Harnessing Distributed Energy Resources to Balance the Power Grid
Date: Tue, January 14, 2025
Time: 10:30am - 11:30am
Location: Holmes Hall 389
Speaker: Johanna Mathieu, Associate Professor, University of Michigan
Abstract
Distributed energy resources (DERs), such as energy storage, flexible electric loads, and renewable energy sources, can provide a variety of services to the power grid, including electricity market services. DERs are technically capable of capacity, energy, and ancillary service provision, though many electricity markets around the world still do not allow, or make it difficult for, DERs to (fully) participate in these markets. Market participation often requires aggregation, i.e., treating a large number of DERs as a single controllable resource, within an electricity market. New entities, referred to as aggregators, have formed to aggregate and coordinate DERs. However, this has led to challenges, for example, how to manage distribution network impacts (i.e., changes to power flows leading to the possibility of voltage and current constraint violations) when distribution-connected, aggregator-coordinated DERs provide services in wholesale electricity markets. In this talk, I will describe challenges and opportunities associated with DER participation in electricity markets, highlighting recent research from my group and others that demonstrates the technical ability of DERs to play an active role in grid balancing, and the barriers that remain, which currently limit the scale of this important resource.
Biography
Johanna Mathieu is an associate professor of electrical engineering and computer science at the University of Michigan. Her research focuses on ways to reduce the environmental impact, cost, and inefficiency of electric power systems via new operational and control strategies.

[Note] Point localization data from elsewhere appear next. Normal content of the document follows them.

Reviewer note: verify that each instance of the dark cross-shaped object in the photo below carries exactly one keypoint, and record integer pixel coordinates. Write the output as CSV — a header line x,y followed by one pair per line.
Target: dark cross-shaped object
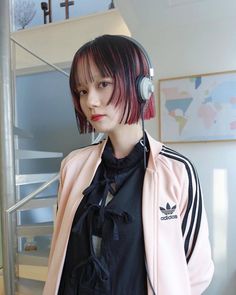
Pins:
x,y
47,11
66,4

She is particularly interested in developing new methods to actively engage distributed energy resources such as energy storage, flexible electric loads, and renewables in power system operation. This is especially important in power systems with high penetrations of intermittent renewable energy resources such as wind and solar. She also uses engineering methods to inform energy policy. Professor Mathieu has PhD and master's degrees from the University of California Berkeley and a bachelor's degree from MIT. She was a postdoctoral researcher at ETH Zurich, Switzerland.